I compared Hooper to a volcano; I might go further and say that the lava-stream of his impetuosity quite swept me off my feet. It is a splendid thing, in a crisis, to have a masterful ally. His confidence lent me new life. He rushed off to make inquiries beneath, and I sat down to write a note to Nora. In black and white the task was not so easy as Hooper would have it.

Ultimately, I wrote as follows:

“It would not be just to you or to Karl were I to conceal my firm conviction that you both are faced with a most serious problem. Certain events which took place in this hotel to-night, combined with my own observations of Karl’s health, force me to tell you that the ensuing week may see the gravest developments, so far as he is concerned. In my opinion, I can best help him by taking a journey to Italy, without losing an unnecessary hour. I want you also to help, and I am sending you this letter by the hands of one who is a friend of Karl’s, anxious to be of service to you, and thoroughly acquainted with the present critical condition of affairs. Trust him, as I hope you will trust me, to act for the common good.”

I read through what I had written, not once, but half a dozen times. Letters to excitable young ladies are dangerous as the boomerang in the hands of a novice. If the worst came to the worst, and Karl died, who could tell what hubbub might be raised by Nora Cazenove? At any rate, it was quite inadvisable to allude more specifically to the uncanny workings of a sixth sense.

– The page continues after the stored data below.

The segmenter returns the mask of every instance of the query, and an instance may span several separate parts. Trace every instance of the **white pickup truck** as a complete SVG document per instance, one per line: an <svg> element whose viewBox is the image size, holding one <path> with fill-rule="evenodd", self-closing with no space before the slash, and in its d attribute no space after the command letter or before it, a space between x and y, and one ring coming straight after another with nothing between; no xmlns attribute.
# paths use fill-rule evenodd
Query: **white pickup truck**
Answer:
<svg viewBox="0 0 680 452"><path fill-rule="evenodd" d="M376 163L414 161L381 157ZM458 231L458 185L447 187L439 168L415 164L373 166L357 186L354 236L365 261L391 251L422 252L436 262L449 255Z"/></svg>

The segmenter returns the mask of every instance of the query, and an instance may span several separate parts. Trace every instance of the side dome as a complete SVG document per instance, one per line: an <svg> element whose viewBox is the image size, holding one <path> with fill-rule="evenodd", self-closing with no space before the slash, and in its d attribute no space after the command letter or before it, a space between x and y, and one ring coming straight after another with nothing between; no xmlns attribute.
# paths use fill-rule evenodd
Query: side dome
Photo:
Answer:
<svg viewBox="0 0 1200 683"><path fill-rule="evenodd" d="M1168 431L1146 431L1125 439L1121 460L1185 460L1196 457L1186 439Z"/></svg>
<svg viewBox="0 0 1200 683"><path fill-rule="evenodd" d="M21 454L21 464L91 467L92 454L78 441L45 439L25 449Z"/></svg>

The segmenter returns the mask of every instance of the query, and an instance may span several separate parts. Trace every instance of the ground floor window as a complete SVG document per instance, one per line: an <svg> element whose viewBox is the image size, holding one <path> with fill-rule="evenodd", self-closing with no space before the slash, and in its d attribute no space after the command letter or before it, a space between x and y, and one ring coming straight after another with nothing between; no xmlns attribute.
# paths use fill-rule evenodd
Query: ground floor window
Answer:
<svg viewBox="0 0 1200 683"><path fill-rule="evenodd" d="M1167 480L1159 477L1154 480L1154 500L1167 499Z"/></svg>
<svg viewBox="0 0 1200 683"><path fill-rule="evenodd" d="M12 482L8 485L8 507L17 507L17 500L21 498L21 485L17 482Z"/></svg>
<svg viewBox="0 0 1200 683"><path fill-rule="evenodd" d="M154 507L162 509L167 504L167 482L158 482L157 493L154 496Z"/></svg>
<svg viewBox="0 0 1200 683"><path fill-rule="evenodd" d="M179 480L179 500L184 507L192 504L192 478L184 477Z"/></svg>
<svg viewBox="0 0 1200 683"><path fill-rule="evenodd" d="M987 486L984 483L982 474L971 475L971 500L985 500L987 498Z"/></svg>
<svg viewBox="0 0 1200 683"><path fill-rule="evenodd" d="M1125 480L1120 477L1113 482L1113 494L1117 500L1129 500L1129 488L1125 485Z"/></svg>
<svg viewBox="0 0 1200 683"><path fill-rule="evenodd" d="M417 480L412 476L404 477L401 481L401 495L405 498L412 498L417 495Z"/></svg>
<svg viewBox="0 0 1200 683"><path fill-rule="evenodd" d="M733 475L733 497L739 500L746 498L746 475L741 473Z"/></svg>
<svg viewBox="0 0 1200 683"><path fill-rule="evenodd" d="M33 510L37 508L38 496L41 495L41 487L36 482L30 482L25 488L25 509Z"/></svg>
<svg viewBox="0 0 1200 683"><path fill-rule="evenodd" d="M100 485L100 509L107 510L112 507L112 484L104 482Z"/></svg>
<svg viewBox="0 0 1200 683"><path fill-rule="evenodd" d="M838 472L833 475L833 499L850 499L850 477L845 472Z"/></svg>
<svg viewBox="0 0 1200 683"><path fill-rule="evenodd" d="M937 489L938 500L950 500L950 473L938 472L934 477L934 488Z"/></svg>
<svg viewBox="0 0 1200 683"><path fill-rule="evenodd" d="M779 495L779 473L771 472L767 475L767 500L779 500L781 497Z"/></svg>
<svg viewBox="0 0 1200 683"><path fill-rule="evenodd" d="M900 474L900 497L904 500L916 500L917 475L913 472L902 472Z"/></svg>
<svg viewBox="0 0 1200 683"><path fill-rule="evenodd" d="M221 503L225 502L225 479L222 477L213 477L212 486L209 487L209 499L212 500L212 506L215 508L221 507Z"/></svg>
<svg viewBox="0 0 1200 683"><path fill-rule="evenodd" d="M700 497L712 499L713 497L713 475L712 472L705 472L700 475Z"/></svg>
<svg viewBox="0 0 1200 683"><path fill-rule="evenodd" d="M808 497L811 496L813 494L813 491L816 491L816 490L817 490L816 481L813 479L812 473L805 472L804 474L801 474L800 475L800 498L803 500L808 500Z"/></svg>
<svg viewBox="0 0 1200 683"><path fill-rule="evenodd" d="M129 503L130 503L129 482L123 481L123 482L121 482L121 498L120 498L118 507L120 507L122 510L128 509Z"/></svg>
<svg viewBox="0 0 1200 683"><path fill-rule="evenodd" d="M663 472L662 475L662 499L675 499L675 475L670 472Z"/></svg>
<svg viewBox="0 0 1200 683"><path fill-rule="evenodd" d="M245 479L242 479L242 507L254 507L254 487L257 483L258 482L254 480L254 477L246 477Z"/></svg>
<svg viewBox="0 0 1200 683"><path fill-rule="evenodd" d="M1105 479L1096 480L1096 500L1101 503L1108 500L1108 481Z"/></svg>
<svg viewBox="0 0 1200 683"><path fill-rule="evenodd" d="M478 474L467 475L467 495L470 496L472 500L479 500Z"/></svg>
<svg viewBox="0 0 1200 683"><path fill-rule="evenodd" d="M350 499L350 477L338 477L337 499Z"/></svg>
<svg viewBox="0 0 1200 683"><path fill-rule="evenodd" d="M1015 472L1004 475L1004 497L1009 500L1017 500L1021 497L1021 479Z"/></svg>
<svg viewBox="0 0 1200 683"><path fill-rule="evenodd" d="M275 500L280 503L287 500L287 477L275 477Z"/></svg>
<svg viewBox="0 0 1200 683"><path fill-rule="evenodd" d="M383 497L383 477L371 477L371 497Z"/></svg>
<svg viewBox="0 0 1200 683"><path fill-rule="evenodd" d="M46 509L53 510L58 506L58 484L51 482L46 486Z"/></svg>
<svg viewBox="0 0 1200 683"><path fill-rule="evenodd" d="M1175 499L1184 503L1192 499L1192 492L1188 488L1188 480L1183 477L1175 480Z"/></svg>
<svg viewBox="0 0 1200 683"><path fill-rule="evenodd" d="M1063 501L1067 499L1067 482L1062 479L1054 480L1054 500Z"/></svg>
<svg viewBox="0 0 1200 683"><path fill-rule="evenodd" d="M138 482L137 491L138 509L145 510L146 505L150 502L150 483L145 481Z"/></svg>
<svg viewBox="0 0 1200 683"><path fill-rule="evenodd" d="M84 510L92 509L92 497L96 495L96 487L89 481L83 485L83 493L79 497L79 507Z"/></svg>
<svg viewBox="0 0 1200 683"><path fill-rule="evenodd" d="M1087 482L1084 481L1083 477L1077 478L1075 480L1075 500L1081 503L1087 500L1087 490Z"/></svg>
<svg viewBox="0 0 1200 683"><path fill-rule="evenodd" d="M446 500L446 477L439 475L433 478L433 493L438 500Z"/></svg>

“Telegnomy and a coroner’s jury do not run in tandem,” said Hooper, taking my view of the need there was to use guarded phrases.

He also approved of the reference to Italy.

“She has jumped Maggie’s claim and she knows it. It may be my regrettable duty to make that clear right away,” he remarked.

“Do not blame the girl,” I said. “Remember that the match was made by Mr. Grier and Lord Sandilands.”

“I guess that didn’t worry Nora. But your best train leaves at nine in the morning, and you have a voice like a crow. If you don’t give it a rest you will not be able to ask for your ticket. Leave Nora to me, there’s a good chap. I’ll fix her.”

I had seen Nora ablaze with the fire of the gods, so I doubted the effect of Hooper’s coercion or persuasiveness. Yet he had brought action where there was uncertainty, substituted ordered effort for chaos, and I was grateful to him.

Hence, I slept and breakfasted, and caught the first morning express for the Continent.